Philippians 4:6 (NKJV) Be anxious for nothing, but in everything by prayer and supplication, with thanksgiving, let your requests be made known to God;
The words "with thanksgiving" in the Greek are meta eucharistia.. Meta and the genitive means "with" but this is meta and the accusative and it never means with, it means "after." After thanksgiving make your request. What Paul is saying is instead of crying our to God in your difficulty with doubt, questioning, dissatisfaction, discontentment, blaming God, cry out to God after a time of thanksgiving. Why? If you have a thankful heart your prayers will be right.
3. BEGIN TO GIVE THANKS IN EVERYTHING:
1 Thessalonians 5:18 (NKJV) in everything give thanks; for this is the will of God in Christ Jesus for you.
Corrie Ten Boom in "The Hiding Place" relates an incident which taught her this principle. She and her sister, Betsy, had just been transferred to the worst German prison camp they had seen yet, Ravensbruck. Upon entering the barracks, they found them extremely overcrowded and flea-infested. Their Scripture reading that morning in 1 Thessalonians had reminded them to rejoice always, pray constantly, and give thanks in all circumstances. Betsy told Corrie to stop and thank the Lord for every detail of their new living quarters. Corrie at first flatly refused to give thanks for the fleas, but Betsy persisted. She finally succumbed. During the months spent at that camp, they were surprised to find how openly they could hold Bible study and prayer meetings without guard interference. It was several months later when they learned that the guards would not enter the barracks because of the fleas.

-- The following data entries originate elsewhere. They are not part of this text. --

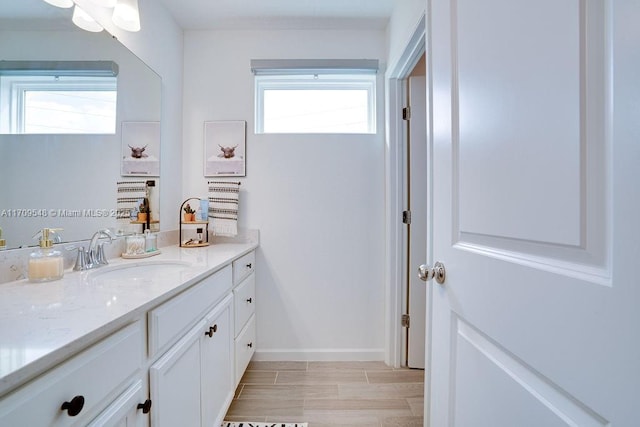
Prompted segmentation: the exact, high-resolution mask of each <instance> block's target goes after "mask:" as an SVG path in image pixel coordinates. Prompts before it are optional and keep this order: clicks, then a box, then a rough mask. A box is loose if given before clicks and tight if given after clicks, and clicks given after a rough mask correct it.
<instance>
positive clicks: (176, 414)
mask: <svg viewBox="0 0 640 427" xmlns="http://www.w3.org/2000/svg"><path fill="white" fill-rule="evenodd" d="M204 327H205V322H204V320H202V321H200V322H199V323H198V324H197V325H196V326H195V327H194V328H193V329H191V330H190V331H189V332H188V333H187V334H186V335H185V336H184V337H183V338H182V339H181V340H180V341H178V342H177V343H176V344H175V345H174V346H173V347H171V349H169V351H167V353H166V354H164V355H163V356H162V357H161V358H160V359H159V360H158V361H157V362H156V363H154V364H153V365H151V368H150V369H149V379H150V392H151V401H152V402H153V405H152V406H151V425H152V426H154V427H176V426H189V427H191V426H199V425H200V369H199V367H200V366H201V354H202V349H201V344H202V340H201V338H200V335H201V334H202V333H203V331H204Z"/></svg>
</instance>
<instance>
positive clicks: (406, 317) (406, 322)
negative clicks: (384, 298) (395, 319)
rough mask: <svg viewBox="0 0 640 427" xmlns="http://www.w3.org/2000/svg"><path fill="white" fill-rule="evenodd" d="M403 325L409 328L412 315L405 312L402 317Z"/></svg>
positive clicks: (402, 322) (410, 322)
mask: <svg viewBox="0 0 640 427" xmlns="http://www.w3.org/2000/svg"><path fill="white" fill-rule="evenodd" d="M401 323H402V327H403V328H408V327H409V325H410V324H411V317H410V316H409V315H408V314H403V315H402V319H401Z"/></svg>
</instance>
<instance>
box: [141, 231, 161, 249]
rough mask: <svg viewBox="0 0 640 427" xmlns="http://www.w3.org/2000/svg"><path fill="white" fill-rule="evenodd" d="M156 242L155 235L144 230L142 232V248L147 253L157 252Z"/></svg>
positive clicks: (156, 244) (156, 240)
mask: <svg viewBox="0 0 640 427" xmlns="http://www.w3.org/2000/svg"><path fill="white" fill-rule="evenodd" d="M157 241H158V239H157V237H156V235H155V234H153V233H151V230H149V229H146V230H145V231H144V243H145V244H144V246H145V249H146V251H147V252H155V251H157V250H158V246H157Z"/></svg>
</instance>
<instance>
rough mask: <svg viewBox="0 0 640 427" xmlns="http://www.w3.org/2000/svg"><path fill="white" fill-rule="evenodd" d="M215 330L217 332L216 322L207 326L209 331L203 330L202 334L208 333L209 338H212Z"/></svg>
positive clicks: (215, 331)
mask: <svg viewBox="0 0 640 427" xmlns="http://www.w3.org/2000/svg"><path fill="white" fill-rule="evenodd" d="M216 332H218V324H217V323H216V324H215V325H213V326H210V327H209V331H208V332H205V333H204V334H205V335H208V336H209V338H212V337H213V334H215V333H216Z"/></svg>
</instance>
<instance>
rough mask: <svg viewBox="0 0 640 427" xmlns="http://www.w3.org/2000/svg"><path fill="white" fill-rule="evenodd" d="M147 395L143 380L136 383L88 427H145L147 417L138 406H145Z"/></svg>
mask: <svg viewBox="0 0 640 427" xmlns="http://www.w3.org/2000/svg"><path fill="white" fill-rule="evenodd" d="M145 382H146V381H145ZM146 395H147V393H146V387H144V386H143V383H142V380H138V381H136V382H135V383H134V384H133V385H131V386H130V387H129V388H128V389H127V390H126V391H125V392H124V393H122V394H121V395H120V396H119V397H118V398H117V399H116V400H115V401H114V402H113V403H112V404H111V405H109V407H108V408H107V409H105V410H104V411H103V412H102V413H101V414H100V415H99V416H98V417H97V418H96V419H94V420H93V421H92V422H91V423H90V424H89V425H88V427H143V426H144V425H145V423H144V421H145V419H146V418H147V415H146V414H145V413H144V411H143V409H141V408H138V405H140V404H144V402H145V400H146V397H145V396H146Z"/></svg>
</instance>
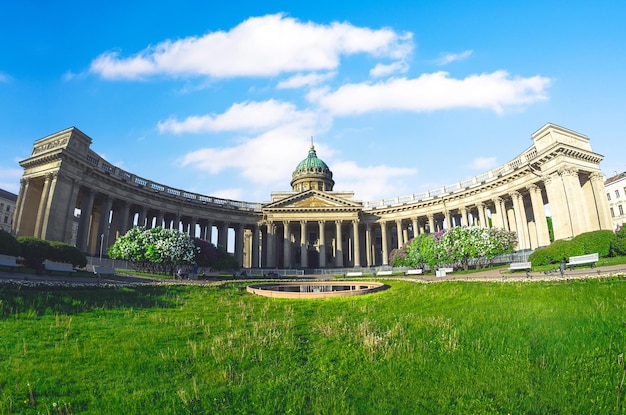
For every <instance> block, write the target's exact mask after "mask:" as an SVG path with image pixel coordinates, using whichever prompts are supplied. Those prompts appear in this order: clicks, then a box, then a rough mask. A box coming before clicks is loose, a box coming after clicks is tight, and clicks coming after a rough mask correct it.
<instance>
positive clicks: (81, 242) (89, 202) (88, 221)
mask: <svg viewBox="0 0 626 415" xmlns="http://www.w3.org/2000/svg"><path fill="white" fill-rule="evenodd" d="M95 196H96V194H95V193H94V192H93V191H92V190H91V189H87V190H85V195H83V203H82V205H81V207H80V220H79V222H78V235H77V236H76V247H77V248H78V249H79V250H80V251H81V252H87V243H88V241H89V229H90V227H91V225H90V223H91V211H92V210H93V201H94V198H95Z"/></svg>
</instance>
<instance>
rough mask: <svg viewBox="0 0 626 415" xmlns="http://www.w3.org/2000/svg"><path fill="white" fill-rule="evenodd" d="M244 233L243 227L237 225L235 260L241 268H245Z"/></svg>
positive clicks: (238, 224) (192, 220)
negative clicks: (243, 258) (243, 236)
mask: <svg viewBox="0 0 626 415" xmlns="http://www.w3.org/2000/svg"><path fill="white" fill-rule="evenodd" d="M193 222H194V220H193V219H192V223H193ZM194 227H195V225H194ZM243 231H244V227H243V225H242V224H241V223H239V224H237V225H236V227H235V258H236V259H237V262H238V263H239V266H243V242H244V239H243Z"/></svg>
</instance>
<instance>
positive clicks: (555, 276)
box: [0, 264, 626, 287]
mask: <svg viewBox="0 0 626 415" xmlns="http://www.w3.org/2000/svg"><path fill="white" fill-rule="evenodd" d="M616 274H622V275H624V274H626V264H621V265H611V266H598V267H596V268H590V267H582V268H574V270H573V271H570V270H569V269H568V270H566V271H565V273H564V275H563V276H561V273H560V272H559V271H558V269H557V270H556V271H553V272H551V273H548V274H546V273H544V272H530V273H529V274H528V275H527V274H526V272H524V271H516V272H514V273H510V272H507V269H506V268H501V269H487V270H484V271H479V272H475V273H471V274H459V273H454V272H453V273H451V274H448V275H446V276H445V277H436V276H434V275H422V276H414V277H413V276H411V277H392V278H388V279H403V280H415V281H421V282H440V281H504V282H513V281H559V280H569V279H577V278H593V277H599V276H610V275H616ZM331 278H332V277H330V276H328V275H307V276H305V278H302V279H309V280H310V279H317V280H320V279H331ZM299 279H300V278H299ZM381 279H386V278H381ZM224 280H229V281H244V280H243V279H237V278H224ZM245 280H249V281H259V280H260V279H259V278H247V279H245ZM274 280H275V279H274ZM3 281H5V282H8V281H14V282H25V281H27V282H30V283H34V284H38V283H40V284H42V285H45V284H48V283H49V284H50V285H55V284H59V285H65V284H68V285H83V286H89V285H93V286H119V285H143V284H181V283H184V284H198V285H202V284H207V283H215V282H216V281H220V280H219V279H216V278H214V279H211V280H197V281H192V280H172V279H160V278H150V277H138V276H132V275H125V274H117V275H114V276H111V275H107V276H106V277H101V278H96V277H95V276H94V277H81V276H64V275H59V274H55V275H53V276H50V275H34V274H25V273H20V272H13V273H12V272H10V271H4V270H0V284H1V283H2V282H3ZM0 287H1V285H0Z"/></svg>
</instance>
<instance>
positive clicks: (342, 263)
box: [335, 220, 343, 267]
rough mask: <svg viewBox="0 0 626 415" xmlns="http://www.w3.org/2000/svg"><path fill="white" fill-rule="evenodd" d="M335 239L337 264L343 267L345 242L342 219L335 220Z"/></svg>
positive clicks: (335, 265) (336, 263) (337, 264)
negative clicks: (341, 238) (343, 243)
mask: <svg viewBox="0 0 626 415" xmlns="http://www.w3.org/2000/svg"><path fill="white" fill-rule="evenodd" d="M335 241H336V244H337V249H336V253H335V266H337V267H343V246H342V245H343V242H342V240H341V221H340V220H337V221H335Z"/></svg>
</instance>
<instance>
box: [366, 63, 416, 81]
mask: <svg viewBox="0 0 626 415" xmlns="http://www.w3.org/2000/svg"><path fill="white" fill-rule="evenodd" d="M408 70H409V65H408V64H407V63H406V62H405V61H403V60H402V61H397V62H394V63H391V64H388V65H385V64H382V63H379V64H377V65H376V66H375V67H374V68H372V69H371V70H370V76H372V77H374V78H381V77H383V76H389V75H391V74H393V73H406V72H407V71H408Z"/></svg>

David said in Psalms 118:24 (NKJV) "This is the day the LORD has made; We will rejoice and be glad in it". We must make a decision to be thankful. Thankfulness is the honestly grateful recognition that no matter what else is true of me, God loves me and he has chosen me; I am his, and that relationship cannot be broken.
I'm convinced that the greatest singular act of personal worship that you can render to God is to have a thankful heart. Thanksgiving ultimately recognizes God as the source of everything. God created us and we are to be thankful. Thanksgiving promotes contentment about our possessions, position, and providence by focusing our thoughts on the blessings God has already given to us.
William Law, in his "Serious Call to a Devout and Holy Life" writes, "Would you know who is the greatest saint in the world? It is not he who prays most or fasts most; it is not he who gives most alms, or is most eminent for temperance, chastity, or justice, but it is he who is always thankful to God, who wills everything that God willeth, who receives everything as an instance of God's goodness, and has a heart always ready to praise God for it."
Psalms 107:8 (NKJV) Oh, that men would give thanks to the LORD for His goodness, And for His wonderful works to the children of men!
Are you a thankful person? How much time do you spend giving thanks to God for what he has given you? When is the last time that you counted your blessings? Murmuring and complaining are sins and dishonor God but thankgiving gives him glory. Is your life dishonoring to God or do you bring him glory by your thankful heart?
During our worship time some of you look bored and distant. Why? When we have a testimony time such as last Wednesday night why is it like pulling teeth to get people to give thanks to God for his goodness? Is it maybe because we are so ungrateful that we have nothing to thank God for? I think it is really sad that some of you will not sing out in thanksgiving to God during our worship time. What does that say about your heart? During our testimony time last Wednesday and during our worship time I often feel like the psalmist when he said, "Oh, that men would give thanks to the Lord for His goodness."